Леся приоткрыла глаза.
- Таблеточку   выпей, - все тот же женский голос, - встать можешь?
- Пусть лежит, - опять мужчина, только другой.
-
     Очнулась она ночью в незнакомом помещении на кушетке. Пригляделась – сестринская. Ну, сестринская, так сестринская - это не самое главное. Странное было в том, что на кушетке она спала не одна. Она лежала на плече незнакомого мужика, роста он был довольно высокого, поэтому лицо его находилось выше головы Леси. От мужчины странно пахло – потом и еще чем-то непохожим на одеколон. Ее кавалер видимо почувствовал, что она проснулась, прошептал:
- Спи, рано еще.
-
Она действительно уснула, но  тревога покинула ее,  на душе стало необыкновенно легко, словно в злую пургу, потеряв надежду найти кров, она нашла дом, где тепло и тихо. Это подсознание причудливо интерпретировало реально происходящее - мужчина поплотнее закутал девушку в одеяло.

     Утром, потягиваясь под теплым одеялом, она посчитала, что все это ей приснилось – и мужчина, и дом с камином, и переливание крови.
    Настенные часы показывали половину седьмого, когда в помещение вошел незнакомый мужчина, «какой-то врач», как отметила про себя Леся, она всех мужчин в отделении называла именно так, совершенно не озаботясь запоминанием лиц и имен-отчеств.

    Доктор замерил Лесе давление и спросил:
- И часто ты в обмороки падаешь?
- Никуда я не падаю!
- У тебя всегда такое низкое давление?
- Сто на семьдесят пять.
- Зачем согласилась на переливание? Это опасно для тебя.
- Она сказала – умирает кто-то, – Леська подняла на доктора глаза.
Как все-таки унифицирует людей одежда! Под докторской шапочкой не видно волос, глаза у доктора темные, лицо какое-то несвежее и небритое. Леська решила, что доктор сильно пьющий.

- Да мало ли кто умирает, о себе думать тоже надо! – сказал этот доктор-алкоголик.
- Это не от переливания, я крови боюсь, - Леська принялась выгораживать старшую медсестру.
- А как в больнице работать будешь?
- Не буду! – Леська улыбнулась. Доктор не знал, что она не медик.
- Завтракай, да собирай вещи, заведующий сказал, что твоя практика закончена.
- Мне попрощаться надо с некоторыми пациентами. Можно?
Доктор кивнул. А когда Леся направилась в конец  длинного коридора, то врач последовал за ней. Они одновременно вошли в палату. Леська, не глядя по сторонам, проскочила в дальний конец, пожала руки Саньку и Сергиенко, и, бросив взгляд в сторону Борисова, обомлела – койка была пуста.

    Нет, она, конечно, мысленно ругала Борисова, но чтобы желать такого исхода – никогда.
    Доктор, проследив направление ее взгляда, успокоил Лесю – Борисов жив, но находится в реанимации. «В реанимации, - подумала Леся, - значит, чуть не умер. Бедный, наверное, плохо ему».
  Хмурая и расстроенная Леся вышла в коридор, доктор, видя ее состояние, предложил навестить больного.  Леся благодарно кивнула и торопливо засеменила за доктором.

     Борисов спал, они постояли немного, Леся успокоилась, слыша ровное дыхание Борисова.
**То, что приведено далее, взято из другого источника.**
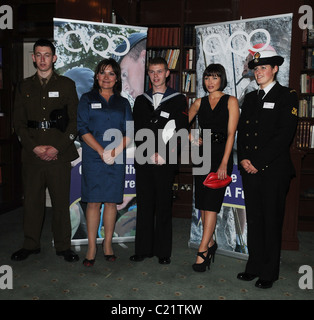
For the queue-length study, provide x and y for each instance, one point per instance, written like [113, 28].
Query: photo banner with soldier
[233, 44]
[80, 46]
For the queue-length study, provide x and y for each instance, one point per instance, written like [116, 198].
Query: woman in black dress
[220, 113]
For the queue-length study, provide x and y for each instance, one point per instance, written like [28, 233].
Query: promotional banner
[80, 46]
[233, 44]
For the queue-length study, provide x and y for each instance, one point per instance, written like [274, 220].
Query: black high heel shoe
[90, 263]
[212, 251]
[201, 267]
[108, 257]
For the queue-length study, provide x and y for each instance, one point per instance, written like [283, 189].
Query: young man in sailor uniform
[161, 110]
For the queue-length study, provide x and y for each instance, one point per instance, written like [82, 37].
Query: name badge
[96, 105]
[268, 105]
[53, 94]
[164, 114]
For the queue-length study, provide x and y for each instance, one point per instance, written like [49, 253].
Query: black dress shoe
[263, 284]
[68, 255]
[164, 260]
[140, 257]
[246, 276]
[22, 254]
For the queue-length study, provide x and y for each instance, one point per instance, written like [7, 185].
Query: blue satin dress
[107, 122]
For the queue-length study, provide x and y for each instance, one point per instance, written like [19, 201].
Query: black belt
[216, 137]
[41, 124]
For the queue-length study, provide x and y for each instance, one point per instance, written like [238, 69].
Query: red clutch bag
[213, 182]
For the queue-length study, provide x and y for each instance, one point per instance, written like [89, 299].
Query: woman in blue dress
[103, 119]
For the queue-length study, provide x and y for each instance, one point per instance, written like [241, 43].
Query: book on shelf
[306, 107]
[305, 134]
[307, 83]
[189, 37]
[308, 36]
[170, 55]
[189, 62]
[163, 37]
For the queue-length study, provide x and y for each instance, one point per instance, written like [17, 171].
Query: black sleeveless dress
[216, 120]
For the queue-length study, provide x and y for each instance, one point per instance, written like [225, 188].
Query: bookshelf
[304, 140]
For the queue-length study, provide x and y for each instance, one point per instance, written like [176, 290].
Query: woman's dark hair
[116, 69]
[215, 69]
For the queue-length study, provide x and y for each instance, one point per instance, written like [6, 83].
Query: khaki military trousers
[36, 178]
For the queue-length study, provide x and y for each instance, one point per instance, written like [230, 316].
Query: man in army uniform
[45, 122]
[266, 129]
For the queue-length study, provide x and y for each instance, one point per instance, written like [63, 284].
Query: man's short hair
[158, 60]
[44, 43]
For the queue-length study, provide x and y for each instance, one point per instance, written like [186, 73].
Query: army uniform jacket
[266, 129]
[173, 106]
[34, 103]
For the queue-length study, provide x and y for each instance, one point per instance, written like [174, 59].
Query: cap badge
[257, 55]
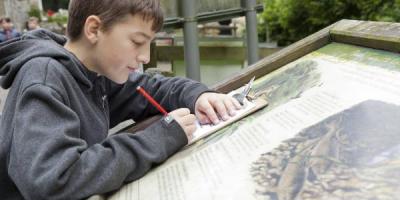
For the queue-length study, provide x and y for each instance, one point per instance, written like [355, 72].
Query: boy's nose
[144, 58]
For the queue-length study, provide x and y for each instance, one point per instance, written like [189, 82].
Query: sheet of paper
[206, 129]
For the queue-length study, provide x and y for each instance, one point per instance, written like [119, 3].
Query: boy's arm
[171, 93]
[49, 160]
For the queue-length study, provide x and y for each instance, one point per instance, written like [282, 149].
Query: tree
[291, 20]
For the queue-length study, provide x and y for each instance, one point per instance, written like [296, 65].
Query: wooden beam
[277, 60]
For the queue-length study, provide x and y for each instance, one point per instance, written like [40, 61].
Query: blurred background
[210, 40]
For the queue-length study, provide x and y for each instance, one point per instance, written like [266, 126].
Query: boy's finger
[221, 109]
[181, 112]
[189, 120]
[236, 103]
[230, 106]
[208, 110]
[203, 119]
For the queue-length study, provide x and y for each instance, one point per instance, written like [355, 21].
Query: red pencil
[151, 100]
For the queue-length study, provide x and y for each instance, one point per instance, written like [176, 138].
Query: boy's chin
[120, 80]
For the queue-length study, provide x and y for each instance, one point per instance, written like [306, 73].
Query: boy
[65, 94]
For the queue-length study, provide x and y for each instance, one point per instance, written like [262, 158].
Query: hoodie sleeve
[48, 160]
[172, 93]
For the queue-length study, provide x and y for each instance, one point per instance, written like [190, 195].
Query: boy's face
[120, 50]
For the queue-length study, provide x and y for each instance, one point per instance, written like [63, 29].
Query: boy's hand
[185, 120]
[210, 107]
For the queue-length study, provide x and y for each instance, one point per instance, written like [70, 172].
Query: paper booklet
[207, 129]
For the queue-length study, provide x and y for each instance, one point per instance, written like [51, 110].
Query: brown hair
[110, 12]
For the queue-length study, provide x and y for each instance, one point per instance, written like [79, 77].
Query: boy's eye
[137, 43]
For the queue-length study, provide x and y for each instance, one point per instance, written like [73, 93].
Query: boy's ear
[92, 28]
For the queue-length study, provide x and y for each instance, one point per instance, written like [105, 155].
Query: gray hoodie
[53, 131]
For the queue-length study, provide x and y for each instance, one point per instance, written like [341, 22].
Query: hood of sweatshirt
[39, 43]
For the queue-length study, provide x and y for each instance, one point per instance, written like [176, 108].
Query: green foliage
[34, 11]
[291, 20]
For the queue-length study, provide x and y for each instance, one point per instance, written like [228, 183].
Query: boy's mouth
[132, 69]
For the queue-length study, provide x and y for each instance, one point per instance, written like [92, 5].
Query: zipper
[100, 92]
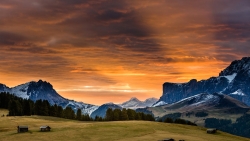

Неожиданно тот открыл глаза и прошептал:
- Мои спасители пришли! – и улыбнулся Лесе.
- Он о чем? – девочка повернулась к доктору.
- А тебе не сказали,  для кого нужна кровь?
Леся отрицательно покачала головой. Борисов криво усмехнулся:
- Если бы знала, что для меня, наверное, не согласилась бы!?
- Согласилась бы, как здесь без Вас, скучно было бы! – улыбнулась Леся и пошла к выходу.
- Ты прости меня! – проговорил ей в спину Борисов.
-
Практика закончилась, Леся собрала свои вещи и навсегда покинула Городскую больницу №1, оставив грустные воспоминания в душах нескольких человек, потому что поступила не как Карлсон – ушла и не пообещала вернуться. Только Санек сжимал в кулаке маленький клочок бумаги с адресом «до востребования».